To find the wavelength of the unknown light in this interference pattern scenario, we can use the principles of Young's double slit experiment. The key information provided is that the central maximum of both light sources coincides, and the third bright fringe of the known light (590 nm) coincides with the fourth bright fringe of the unknown light. Let's break this down step by step.

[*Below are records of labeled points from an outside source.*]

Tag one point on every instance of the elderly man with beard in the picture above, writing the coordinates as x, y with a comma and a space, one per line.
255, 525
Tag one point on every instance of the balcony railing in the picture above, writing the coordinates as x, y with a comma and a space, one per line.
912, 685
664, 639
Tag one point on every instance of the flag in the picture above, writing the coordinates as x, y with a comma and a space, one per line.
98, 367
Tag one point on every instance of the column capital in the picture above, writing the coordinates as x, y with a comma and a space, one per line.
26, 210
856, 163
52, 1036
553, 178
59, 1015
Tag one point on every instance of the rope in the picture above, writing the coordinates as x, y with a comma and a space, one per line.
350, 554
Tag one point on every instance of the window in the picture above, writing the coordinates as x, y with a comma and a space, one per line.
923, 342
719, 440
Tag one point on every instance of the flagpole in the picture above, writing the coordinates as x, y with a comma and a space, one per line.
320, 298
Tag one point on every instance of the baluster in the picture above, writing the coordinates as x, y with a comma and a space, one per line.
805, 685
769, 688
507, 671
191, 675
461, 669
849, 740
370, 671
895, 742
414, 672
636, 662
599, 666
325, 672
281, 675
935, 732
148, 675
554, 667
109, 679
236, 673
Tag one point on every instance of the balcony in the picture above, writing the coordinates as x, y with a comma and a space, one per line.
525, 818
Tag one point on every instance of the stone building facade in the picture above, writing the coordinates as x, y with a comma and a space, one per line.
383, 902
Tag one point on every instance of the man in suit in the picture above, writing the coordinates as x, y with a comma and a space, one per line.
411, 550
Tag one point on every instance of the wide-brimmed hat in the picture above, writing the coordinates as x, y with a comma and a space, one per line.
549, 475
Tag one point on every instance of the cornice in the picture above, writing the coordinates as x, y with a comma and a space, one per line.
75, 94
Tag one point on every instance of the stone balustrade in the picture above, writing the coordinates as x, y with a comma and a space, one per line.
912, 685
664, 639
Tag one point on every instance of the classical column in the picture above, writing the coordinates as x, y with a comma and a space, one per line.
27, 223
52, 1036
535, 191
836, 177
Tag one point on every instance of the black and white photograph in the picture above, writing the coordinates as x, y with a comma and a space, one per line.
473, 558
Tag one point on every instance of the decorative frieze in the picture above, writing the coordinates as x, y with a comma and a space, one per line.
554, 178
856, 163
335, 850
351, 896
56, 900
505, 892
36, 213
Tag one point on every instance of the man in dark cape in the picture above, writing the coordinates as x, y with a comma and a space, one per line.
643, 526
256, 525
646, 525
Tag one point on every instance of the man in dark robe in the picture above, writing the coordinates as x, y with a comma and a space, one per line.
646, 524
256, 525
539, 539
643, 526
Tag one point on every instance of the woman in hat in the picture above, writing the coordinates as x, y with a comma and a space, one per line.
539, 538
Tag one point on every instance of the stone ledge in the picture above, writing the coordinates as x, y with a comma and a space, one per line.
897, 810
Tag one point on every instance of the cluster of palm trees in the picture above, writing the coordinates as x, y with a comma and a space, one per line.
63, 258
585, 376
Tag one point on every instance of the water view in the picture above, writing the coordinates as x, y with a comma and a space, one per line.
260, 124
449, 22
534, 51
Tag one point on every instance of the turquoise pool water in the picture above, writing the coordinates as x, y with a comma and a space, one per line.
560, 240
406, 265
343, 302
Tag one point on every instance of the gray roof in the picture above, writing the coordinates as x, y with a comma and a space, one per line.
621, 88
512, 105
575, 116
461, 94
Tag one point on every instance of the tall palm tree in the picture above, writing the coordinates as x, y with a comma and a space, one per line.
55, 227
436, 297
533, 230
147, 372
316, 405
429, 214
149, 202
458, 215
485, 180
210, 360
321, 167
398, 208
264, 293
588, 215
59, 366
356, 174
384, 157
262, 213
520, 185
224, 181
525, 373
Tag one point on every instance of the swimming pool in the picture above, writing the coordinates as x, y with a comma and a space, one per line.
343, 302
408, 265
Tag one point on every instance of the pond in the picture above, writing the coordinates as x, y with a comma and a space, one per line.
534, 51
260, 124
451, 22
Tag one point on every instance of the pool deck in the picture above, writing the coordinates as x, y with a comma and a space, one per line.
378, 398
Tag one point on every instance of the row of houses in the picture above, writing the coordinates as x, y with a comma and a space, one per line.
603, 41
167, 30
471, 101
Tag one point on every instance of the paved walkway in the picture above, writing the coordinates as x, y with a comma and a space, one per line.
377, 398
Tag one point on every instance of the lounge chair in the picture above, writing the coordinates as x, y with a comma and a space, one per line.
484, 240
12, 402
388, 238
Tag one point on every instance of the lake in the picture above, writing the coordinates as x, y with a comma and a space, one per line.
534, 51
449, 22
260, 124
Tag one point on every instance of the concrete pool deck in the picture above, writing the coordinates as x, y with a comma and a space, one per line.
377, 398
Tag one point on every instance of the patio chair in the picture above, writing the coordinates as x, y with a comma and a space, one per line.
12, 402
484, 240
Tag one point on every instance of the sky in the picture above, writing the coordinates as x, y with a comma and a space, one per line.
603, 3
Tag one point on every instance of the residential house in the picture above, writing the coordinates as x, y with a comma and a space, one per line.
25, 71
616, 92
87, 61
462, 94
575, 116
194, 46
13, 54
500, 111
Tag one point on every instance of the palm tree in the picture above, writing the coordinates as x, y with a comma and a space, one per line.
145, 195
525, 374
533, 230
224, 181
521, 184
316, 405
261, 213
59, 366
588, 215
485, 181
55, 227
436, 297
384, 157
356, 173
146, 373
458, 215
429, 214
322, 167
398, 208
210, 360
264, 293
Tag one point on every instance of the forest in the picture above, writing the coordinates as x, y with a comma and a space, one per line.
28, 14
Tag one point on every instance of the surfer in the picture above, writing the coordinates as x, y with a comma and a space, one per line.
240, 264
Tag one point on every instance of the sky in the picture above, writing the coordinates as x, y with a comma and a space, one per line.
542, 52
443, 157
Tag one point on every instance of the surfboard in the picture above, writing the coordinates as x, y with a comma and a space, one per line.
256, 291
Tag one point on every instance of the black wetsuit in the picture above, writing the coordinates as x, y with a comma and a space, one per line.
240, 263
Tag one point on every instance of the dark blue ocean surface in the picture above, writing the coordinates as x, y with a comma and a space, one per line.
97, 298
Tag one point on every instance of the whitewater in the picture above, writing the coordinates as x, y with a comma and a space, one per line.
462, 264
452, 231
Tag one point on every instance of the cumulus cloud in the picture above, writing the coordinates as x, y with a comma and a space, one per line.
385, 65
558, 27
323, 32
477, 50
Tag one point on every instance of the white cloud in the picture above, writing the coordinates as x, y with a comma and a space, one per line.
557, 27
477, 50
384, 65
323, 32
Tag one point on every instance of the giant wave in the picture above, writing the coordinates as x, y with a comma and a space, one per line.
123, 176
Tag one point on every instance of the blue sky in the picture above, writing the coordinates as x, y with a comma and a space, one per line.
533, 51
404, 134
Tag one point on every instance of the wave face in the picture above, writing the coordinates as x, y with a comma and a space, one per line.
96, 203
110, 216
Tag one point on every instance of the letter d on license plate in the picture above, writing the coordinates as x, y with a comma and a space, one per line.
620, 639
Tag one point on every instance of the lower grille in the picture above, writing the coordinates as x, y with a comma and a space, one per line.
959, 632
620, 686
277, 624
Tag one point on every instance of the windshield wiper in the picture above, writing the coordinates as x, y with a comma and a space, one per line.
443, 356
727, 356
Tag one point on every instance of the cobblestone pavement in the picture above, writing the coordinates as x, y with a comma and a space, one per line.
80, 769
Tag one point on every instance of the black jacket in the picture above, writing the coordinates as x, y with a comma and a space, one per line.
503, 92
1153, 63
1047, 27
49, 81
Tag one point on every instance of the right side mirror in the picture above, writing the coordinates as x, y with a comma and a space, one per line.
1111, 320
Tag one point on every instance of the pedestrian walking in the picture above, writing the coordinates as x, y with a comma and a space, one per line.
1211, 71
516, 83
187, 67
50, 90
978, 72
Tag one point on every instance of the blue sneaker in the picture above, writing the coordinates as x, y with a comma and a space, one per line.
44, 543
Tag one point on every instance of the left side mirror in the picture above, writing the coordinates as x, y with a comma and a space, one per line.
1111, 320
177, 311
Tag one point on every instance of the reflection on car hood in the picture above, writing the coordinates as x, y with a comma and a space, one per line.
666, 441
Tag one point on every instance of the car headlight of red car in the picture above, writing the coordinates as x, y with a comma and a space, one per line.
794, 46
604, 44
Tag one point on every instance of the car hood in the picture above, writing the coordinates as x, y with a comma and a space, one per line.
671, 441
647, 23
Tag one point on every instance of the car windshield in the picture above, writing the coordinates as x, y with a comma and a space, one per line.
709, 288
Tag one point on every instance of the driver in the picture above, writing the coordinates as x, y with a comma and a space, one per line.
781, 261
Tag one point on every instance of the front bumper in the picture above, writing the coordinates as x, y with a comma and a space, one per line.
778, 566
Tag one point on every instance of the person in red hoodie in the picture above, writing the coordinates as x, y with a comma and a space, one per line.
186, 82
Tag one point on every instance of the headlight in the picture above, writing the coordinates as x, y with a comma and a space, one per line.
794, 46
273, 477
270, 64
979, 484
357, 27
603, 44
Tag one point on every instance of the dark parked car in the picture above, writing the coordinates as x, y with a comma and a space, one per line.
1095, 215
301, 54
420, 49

Understanding Interference Patterns

In Young's double slit experiment, light waves passing through two closely spaced slits create an interference pattern on a screen. The positions of the bright fringes (maxima) are determined by the formula:

  • y = (mλD) / d

Where:

  • y = position of the m-th bright fringe on the screen
  • m = order of the fringe (0, 1, 2, ...)
  • λ = wavelength of the light
  • D = distance from the slits to the screen
  • d = distance between the slits

Setting Up the Problem

Given that the third bright fringe of the known light (λ₁ = 590 nm) coincides with the fourth bright fringe of the unknown light (λ₂), we can express this mathematically. For the known light:

  • y₁ = (3λ₁D) / d

For the unknown light:

  • y₂ = (4λ₂D) / d

Since both fringes coincide, we can set y₁ equal to y₂:

  • (3λ₁D) / d = (4λ₂D) / d

Solving for the Unknown Wavelength

The distance D and the slit separation d cancel out from both sides, simplifying our equation to:

  • 3λ₁ = 4λ₂

Now, we can solve for λ₂:

  • λ₂ = (3/4)λ₁

Substituting the known wavelength (λ₁ = 590 nm):

  • λ₂ = (3/4) × 590 nm

Calculating this gives:

  • λ₂ = 442.5 nm

Final Result

Thus, the wavelength of the unknown light is approximately 442.5 nm. This wavelength falls within the visible spectrum, specifically in the blue region of light. Understanding these relationships in interference patterns not only helps in solving this problem but also deepens our grasp of wave behavior in physics.